MARDEK/Funny
Multiple Chapters:
- Practically everything the Governance de Magi says while staging its council meetings. Especially Melchior's lines. In particular:
(The Governance de Magi is asking for volunteers to go after Rohoph)
Melchior: I'd go, but I need to wash my hair.
Gaspar: YOU DON'T FOOLIN' WELL HAVE ANY PRUNIN' HAIR, YOU LAGABOUTIN' SPOUTIN' POUTIN' TROUT!
Melchior: So it will take a very long time to wash it.

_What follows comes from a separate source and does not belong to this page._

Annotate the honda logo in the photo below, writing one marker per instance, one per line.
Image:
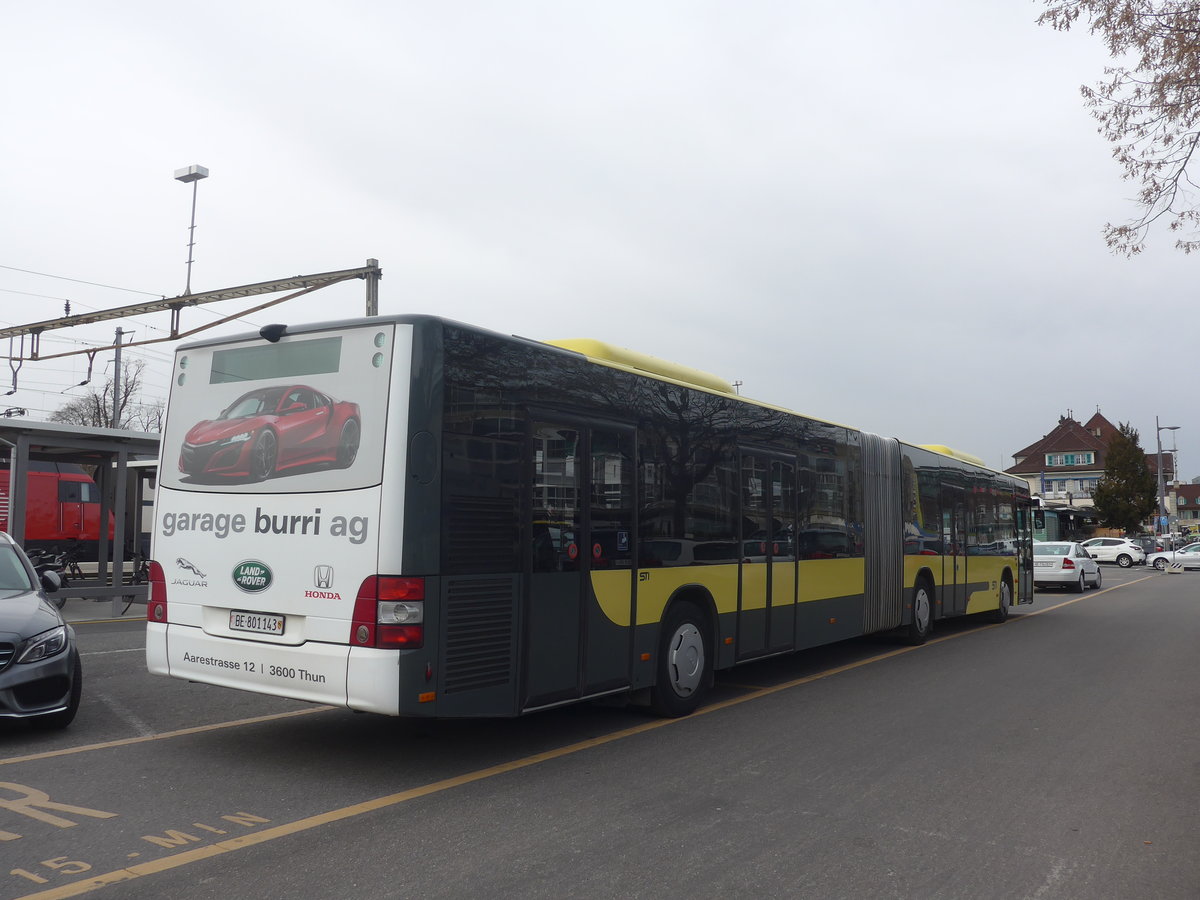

You see, mathematically, since I have no hair, and dividing by zero results in infinity, it shall take an infinite amount of time to wash my hair.
- Every single thing Solaar says.
- Also, Saul, an over-the-top necromancer who narrates his life in a mixture of Purple Prose and Stylistic Suck.
Chapter 2:
Mardek: Well, I'd only kill a guy if he killed me first!
- The encyclopedia's description of the zombie locksmith miniboss.
WHY A ZOMBIE LOCKSMITH?! WHY?! WHAT DOES THAT HAVE TO DO WITH ANYTHING?! IT DOESN'T FIT IN ANYWHERE AT ALL!! I JUST DON'T UNDERSTAND!!
Chapter 3:
(Gaspar is talking about how he will kill Mardek's party before they level up enough to pose a threat)
Melchior: But what if they all use their soul transfer thingy-majigs?
Balthazar: I keep telling you: humans cannot do that, myes. They are weak and pathetic and they can't even perceive psychic energy waves or electromagnetic radiation.
Melchior: You have to believe, Balthy. You have to believe.
- Take Vehrn and Elywen into the Dark Temple. Talk to Elywen. Do the same, but with Elwyen and Solaar. Laughter will ensue.